JDK-8314550 : [macosx-aarch64] serviceability/sa/TestJmapCore.java fails with "sun.jvm.hotspot.debugger.UnmappedAddressException: 801000800"
  • Type: Bug
  • Component: hotspot
  • Sub-Component: svc-agent
  • Priority: P4
  • Status: Resolved
  • Resolution: Fixed
  • OS: os_x
  • CPU: aarch64
  • Submitted: 2023-08-17
  • Updated: 2023-10-12
  • Resolved: 2023-08-25
The Version table provides details related to the release that this issue/RFE will be addressed.
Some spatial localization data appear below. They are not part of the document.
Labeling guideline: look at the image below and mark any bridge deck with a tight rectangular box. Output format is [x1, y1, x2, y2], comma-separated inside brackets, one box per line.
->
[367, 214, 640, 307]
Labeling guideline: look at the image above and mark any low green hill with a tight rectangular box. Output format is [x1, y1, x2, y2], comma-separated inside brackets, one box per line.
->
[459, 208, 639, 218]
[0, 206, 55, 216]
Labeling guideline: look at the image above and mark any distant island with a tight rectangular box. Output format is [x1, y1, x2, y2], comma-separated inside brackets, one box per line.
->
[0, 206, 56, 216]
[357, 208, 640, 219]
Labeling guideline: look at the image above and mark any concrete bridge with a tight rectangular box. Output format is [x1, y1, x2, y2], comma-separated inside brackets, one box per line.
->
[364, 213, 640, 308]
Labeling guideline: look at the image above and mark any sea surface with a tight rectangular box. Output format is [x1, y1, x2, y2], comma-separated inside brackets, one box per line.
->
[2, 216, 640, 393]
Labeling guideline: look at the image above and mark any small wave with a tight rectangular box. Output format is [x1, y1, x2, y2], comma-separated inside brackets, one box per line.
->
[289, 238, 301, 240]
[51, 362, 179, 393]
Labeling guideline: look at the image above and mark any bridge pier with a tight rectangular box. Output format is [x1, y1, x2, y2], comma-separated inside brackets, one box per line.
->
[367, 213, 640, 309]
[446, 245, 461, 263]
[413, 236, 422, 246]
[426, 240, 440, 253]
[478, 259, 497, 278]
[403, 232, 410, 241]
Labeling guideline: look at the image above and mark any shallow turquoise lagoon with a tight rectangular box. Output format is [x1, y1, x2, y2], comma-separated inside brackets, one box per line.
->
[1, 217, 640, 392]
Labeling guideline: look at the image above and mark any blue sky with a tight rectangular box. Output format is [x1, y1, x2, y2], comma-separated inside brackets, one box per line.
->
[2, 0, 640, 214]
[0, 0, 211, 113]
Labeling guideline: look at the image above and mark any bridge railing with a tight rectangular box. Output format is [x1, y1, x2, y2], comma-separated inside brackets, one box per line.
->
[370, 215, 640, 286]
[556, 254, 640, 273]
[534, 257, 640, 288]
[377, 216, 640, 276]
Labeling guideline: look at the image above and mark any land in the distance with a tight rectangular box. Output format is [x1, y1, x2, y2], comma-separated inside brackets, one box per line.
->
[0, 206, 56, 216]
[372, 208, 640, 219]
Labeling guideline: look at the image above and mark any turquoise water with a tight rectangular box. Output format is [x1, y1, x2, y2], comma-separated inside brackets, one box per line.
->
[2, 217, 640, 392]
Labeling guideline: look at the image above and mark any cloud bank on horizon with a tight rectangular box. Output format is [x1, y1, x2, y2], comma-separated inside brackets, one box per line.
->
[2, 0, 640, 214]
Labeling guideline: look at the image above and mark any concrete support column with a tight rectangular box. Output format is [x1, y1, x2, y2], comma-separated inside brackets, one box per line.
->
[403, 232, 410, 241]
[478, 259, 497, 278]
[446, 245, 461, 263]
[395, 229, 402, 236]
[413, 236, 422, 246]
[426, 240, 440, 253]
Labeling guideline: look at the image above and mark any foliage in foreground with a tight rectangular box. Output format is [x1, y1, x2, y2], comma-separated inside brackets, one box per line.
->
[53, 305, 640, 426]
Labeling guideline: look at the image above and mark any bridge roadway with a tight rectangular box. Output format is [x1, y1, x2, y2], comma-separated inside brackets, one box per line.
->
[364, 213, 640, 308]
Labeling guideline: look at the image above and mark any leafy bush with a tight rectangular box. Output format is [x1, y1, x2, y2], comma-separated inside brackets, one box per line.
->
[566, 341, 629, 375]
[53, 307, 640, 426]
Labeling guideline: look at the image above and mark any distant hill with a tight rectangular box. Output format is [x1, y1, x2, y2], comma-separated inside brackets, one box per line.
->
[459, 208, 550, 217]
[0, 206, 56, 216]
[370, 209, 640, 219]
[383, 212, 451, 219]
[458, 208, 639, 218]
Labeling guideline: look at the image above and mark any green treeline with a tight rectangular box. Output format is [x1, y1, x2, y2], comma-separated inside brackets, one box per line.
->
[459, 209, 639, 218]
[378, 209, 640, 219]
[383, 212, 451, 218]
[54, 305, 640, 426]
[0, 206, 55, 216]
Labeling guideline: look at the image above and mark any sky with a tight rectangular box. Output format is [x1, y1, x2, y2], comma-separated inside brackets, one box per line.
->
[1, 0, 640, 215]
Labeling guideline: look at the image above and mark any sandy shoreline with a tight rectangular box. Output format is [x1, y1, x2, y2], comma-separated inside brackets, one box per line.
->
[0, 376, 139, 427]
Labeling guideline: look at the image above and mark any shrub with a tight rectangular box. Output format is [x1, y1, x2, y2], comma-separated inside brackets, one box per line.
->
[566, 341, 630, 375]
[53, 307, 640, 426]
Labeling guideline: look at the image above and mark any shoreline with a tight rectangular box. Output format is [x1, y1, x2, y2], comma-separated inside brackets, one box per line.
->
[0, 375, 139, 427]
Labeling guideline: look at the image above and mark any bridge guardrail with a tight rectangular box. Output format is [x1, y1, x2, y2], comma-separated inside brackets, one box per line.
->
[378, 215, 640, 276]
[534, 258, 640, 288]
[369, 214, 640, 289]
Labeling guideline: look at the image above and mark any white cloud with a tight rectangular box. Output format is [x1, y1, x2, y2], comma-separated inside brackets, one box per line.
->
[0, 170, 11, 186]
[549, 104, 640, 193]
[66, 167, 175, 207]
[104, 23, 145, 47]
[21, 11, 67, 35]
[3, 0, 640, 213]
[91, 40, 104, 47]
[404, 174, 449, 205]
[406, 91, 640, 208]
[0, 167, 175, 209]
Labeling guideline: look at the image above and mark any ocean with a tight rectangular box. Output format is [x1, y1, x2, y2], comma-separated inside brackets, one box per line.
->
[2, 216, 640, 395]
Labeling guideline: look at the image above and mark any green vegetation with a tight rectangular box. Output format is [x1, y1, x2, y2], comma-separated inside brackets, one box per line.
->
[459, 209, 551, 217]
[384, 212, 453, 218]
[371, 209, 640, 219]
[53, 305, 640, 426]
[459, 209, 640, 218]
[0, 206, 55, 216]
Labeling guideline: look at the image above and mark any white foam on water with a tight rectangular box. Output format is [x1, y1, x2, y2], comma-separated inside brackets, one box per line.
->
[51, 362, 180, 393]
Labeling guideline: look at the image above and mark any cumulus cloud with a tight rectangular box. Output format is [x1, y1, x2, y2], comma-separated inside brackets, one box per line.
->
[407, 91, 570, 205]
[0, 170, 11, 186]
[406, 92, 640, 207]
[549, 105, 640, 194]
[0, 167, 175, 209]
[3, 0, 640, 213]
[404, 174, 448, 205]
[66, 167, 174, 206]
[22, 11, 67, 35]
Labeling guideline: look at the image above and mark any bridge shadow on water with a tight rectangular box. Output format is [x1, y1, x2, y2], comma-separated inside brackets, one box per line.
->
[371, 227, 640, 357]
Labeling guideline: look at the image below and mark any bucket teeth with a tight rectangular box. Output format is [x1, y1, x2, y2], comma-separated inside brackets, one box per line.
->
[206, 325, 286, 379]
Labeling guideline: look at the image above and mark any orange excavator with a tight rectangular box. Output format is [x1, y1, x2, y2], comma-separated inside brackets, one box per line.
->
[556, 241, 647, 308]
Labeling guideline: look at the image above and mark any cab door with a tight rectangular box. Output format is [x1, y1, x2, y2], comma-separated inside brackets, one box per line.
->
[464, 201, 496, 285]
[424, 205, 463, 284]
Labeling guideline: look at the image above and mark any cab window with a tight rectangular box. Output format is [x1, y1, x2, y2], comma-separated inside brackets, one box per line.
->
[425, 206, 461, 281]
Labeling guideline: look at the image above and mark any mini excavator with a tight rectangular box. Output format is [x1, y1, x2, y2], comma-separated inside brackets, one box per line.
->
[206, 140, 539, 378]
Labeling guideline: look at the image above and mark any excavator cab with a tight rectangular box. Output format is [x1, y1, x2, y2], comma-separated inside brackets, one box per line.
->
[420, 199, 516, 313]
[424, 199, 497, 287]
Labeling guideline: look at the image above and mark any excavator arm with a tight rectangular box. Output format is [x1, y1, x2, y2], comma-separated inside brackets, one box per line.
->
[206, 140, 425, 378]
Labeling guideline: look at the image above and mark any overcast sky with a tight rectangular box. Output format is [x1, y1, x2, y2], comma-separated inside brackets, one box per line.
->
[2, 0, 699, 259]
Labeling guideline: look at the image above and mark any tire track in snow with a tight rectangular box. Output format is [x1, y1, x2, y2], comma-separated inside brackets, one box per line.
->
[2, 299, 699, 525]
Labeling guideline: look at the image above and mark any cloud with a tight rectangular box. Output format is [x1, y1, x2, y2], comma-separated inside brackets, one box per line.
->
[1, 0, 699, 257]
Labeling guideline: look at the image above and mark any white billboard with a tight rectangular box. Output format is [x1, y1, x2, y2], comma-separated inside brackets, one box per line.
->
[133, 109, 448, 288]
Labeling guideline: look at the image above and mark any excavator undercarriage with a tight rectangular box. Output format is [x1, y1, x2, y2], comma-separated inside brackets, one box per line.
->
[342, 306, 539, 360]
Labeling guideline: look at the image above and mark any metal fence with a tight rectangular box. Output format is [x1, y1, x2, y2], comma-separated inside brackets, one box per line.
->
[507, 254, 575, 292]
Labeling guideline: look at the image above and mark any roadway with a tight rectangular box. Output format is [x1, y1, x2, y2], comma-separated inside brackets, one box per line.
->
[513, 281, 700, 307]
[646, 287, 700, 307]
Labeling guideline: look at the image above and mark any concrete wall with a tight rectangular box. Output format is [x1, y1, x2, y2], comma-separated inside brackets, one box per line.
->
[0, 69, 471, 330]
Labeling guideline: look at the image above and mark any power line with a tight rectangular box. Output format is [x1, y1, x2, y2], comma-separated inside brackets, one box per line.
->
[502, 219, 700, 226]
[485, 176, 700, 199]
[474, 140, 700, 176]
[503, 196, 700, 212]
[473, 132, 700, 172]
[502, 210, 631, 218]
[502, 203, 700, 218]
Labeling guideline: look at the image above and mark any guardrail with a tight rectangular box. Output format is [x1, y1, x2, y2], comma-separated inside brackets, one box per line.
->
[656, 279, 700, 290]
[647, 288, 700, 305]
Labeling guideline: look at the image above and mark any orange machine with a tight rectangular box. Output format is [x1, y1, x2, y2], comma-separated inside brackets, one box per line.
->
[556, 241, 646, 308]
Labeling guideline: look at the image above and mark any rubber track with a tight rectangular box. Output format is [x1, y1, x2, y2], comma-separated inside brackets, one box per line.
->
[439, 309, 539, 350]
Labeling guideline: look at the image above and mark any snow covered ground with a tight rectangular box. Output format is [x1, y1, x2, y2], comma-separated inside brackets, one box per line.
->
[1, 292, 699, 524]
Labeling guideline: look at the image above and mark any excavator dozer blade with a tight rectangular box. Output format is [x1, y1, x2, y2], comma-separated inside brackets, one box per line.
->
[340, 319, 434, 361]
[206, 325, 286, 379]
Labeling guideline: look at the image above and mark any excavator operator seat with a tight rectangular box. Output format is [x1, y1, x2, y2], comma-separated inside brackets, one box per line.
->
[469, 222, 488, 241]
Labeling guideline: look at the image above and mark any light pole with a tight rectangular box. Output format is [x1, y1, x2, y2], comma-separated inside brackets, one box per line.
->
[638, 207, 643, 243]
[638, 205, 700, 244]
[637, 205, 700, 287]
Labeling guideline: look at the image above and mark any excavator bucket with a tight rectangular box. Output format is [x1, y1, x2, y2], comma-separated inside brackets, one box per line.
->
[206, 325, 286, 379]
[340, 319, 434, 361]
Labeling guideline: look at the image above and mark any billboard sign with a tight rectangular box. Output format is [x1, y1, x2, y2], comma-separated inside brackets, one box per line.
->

Unresolved : Release in which this issue/RFE will be addressed.
Resolved: Release in which this issue/RFE has been resolved.
Fixed : Release in which this issue/RFE has been fixed. The release containing this fix may be available for download as an Early Access Release or a General Availability Release.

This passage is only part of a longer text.